Or, at least, that's the slogan being used to sell bison dogs at Wrigley Field, as reported by my oldest daughter Kathy, who was in Chicago today on a cross-country trip when she decided to stop by the game against the Rockies and see for herself what it is that inspires the remarkable devotion to team and ballpark that makes Cubs fans such a national story.
Although she never actually was tempted to buy a bison dog, she did call me in the top of the fifth to report that a vendor in the upper deck along third kept shouting “Bison dogs, they’re… BETTER THAN HOT DOGS!”, the last phrase spoken with a hint of desperation as he moved slowly through the aisles, sweating bullets from lack of sales and the heavy load he was carrying.
Speaking of someone who carries a heavy load, I’m sure Tom Ricketts will be glad to hear that Ms. Ernaga, a New Yorker born and bred, would happily vote to keep Wrigley Field operating in its pure and unadulterated form. However, he might not agree with her opinion of rooftop developments. “Were there bleachers on top of the buildings the last time we saw a game here?” she asked, thinking back to a glorious afternoon in 1989 when, down 9-0 in the seventh, the Cubs staged their biggest rally since 1930 to defeat the Astros 10-9 on their way to the playoffs and a league-best won-loss record in that first full year of lights at Wrigley.
Twenty-two years is indeed a long time, and I had to think for a moment to remember the way it was back then, with only very modest bleachers on a couple of the Sheffield buildings. “I thought so,” she said. “I’m sure I would have remembered if what I saw today was there in ’89 – that’s exactly the sort of thing you remember as a kid.” She was six years old that first time she saw Wrigley Field, and her comment reminded me of the first game I saw there, also when I was six, looking out at those same buildings, wondering whether they were part of the playing field, and hoping to see Dee Fondy hit one over the Baby Ruth sign.
Kathy’s take on the modern rooftops: “Cute, clever but contrived.
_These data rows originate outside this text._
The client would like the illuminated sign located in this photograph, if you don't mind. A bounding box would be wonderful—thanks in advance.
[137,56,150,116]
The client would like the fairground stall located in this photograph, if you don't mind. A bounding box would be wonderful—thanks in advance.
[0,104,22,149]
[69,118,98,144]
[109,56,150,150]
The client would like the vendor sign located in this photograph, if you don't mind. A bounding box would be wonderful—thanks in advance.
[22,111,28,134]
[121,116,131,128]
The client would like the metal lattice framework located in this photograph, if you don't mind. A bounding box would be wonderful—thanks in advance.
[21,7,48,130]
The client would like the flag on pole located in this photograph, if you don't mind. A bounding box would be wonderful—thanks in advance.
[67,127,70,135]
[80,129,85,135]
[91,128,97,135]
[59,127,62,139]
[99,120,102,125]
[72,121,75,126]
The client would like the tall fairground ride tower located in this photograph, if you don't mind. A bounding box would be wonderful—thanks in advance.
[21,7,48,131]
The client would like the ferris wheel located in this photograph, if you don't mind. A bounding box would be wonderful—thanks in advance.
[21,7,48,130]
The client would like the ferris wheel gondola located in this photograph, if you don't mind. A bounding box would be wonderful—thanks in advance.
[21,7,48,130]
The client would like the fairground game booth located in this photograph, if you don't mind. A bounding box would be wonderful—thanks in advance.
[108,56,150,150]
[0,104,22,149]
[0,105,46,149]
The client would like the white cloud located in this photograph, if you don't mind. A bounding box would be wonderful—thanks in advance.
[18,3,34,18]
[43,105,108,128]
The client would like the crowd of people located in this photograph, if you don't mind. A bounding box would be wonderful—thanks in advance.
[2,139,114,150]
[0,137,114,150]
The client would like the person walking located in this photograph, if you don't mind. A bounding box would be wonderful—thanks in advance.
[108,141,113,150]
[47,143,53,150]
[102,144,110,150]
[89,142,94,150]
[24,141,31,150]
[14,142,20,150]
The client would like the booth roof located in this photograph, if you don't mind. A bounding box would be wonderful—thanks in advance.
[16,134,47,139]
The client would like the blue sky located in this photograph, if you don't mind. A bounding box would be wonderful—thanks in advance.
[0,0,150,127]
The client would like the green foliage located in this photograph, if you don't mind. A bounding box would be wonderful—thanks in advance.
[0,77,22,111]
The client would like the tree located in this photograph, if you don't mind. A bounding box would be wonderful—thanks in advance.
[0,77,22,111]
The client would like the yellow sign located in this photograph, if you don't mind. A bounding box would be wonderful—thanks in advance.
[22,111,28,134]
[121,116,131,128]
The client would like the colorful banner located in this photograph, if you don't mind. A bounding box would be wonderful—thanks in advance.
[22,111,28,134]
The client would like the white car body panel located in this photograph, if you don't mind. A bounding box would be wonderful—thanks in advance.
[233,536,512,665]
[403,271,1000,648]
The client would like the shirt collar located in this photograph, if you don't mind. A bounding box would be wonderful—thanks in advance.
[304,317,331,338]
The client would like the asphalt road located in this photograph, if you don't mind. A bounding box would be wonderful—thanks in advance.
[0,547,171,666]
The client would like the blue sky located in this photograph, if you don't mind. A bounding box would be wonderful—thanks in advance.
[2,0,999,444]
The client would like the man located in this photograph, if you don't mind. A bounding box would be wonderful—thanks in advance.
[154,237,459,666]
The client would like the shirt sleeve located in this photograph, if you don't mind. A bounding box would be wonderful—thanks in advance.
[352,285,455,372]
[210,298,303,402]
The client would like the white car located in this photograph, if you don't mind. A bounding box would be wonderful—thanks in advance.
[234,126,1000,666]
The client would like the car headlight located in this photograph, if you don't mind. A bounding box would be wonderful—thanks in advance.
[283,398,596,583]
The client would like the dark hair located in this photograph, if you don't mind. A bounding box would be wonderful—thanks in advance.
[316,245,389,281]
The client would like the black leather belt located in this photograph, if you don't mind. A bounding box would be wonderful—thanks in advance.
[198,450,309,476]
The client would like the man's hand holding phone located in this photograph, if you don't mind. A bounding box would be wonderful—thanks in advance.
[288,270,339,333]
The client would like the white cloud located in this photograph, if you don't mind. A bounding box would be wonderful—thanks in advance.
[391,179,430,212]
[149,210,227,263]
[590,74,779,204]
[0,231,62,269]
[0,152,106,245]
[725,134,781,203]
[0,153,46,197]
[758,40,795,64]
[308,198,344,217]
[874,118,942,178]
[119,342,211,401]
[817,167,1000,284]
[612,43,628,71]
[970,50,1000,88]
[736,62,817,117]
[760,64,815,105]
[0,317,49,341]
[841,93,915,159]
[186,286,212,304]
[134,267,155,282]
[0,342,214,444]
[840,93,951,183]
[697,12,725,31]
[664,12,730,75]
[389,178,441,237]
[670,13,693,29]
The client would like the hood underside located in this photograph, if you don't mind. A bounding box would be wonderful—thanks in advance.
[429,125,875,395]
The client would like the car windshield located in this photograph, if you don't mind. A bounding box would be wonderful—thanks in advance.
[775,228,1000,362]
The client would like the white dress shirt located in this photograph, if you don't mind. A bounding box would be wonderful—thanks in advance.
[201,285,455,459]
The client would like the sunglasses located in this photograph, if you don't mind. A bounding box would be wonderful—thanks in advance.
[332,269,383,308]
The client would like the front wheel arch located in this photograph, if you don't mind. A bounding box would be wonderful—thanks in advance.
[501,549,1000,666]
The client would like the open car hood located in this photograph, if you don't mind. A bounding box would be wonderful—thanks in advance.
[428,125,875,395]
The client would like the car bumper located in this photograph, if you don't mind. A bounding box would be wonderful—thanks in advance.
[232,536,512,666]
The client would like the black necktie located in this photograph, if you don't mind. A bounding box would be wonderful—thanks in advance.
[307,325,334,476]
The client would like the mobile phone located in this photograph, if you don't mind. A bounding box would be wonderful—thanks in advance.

In a way, they bastardize the ballpark experience. They’re just another reminder of all the little things going on here to make money.” Hey, what can I say? She’s her father’s daughter. "The Cubs’ team gear has to be the cutest in sports, but the 50/50 raffle – what's that all about," she said. “A raffle’s OK for charitable causes, but since when do the Cubs need to rely on charity?” I didn’t have the heart to tell her about last fall's trial balloon for $200 million in public subsidies to rehab Wrigley.
The best part of Wrigley may be the seasoned citizens who serve as ushers and guides, she added. “I had a bratwurst in one hand, beer in the other, with my ticket on top of the hot dog as I held it up slightly for the usher to read. His immediate response was to ask 'Are you trying to bribe me?'” Both laughed at this gentleman's comment – a remark and a reaction that probably wouldn't be made in jest at either Yankee Stadium or Citi Field.
Admittedly not a real baseball fan, Kathy says her appreciation of Wrigley Field and its’ general ambiance had little to do with what transpired on the field today, although she was happy to see her won-loss record at Wrigley move up to 2-0. “Wasn’t it Pena who had a pretty good day?” she asked. “I don’t know, I’m always sort of surprised when they can’t catch the ball, like a dancer who falls off point, but then I wonder if I’m being unreasonable… Anyway, I could see most of the fans around me really weren't focused on the game,” she continued. “That’s what made it so nice – you really don't need to see every play in order to enjoy yourself here.”
“It’s like that George Carlin routine of baseball versus football: There really is something poetic about baseball, especially in a place like Wrigley Field.”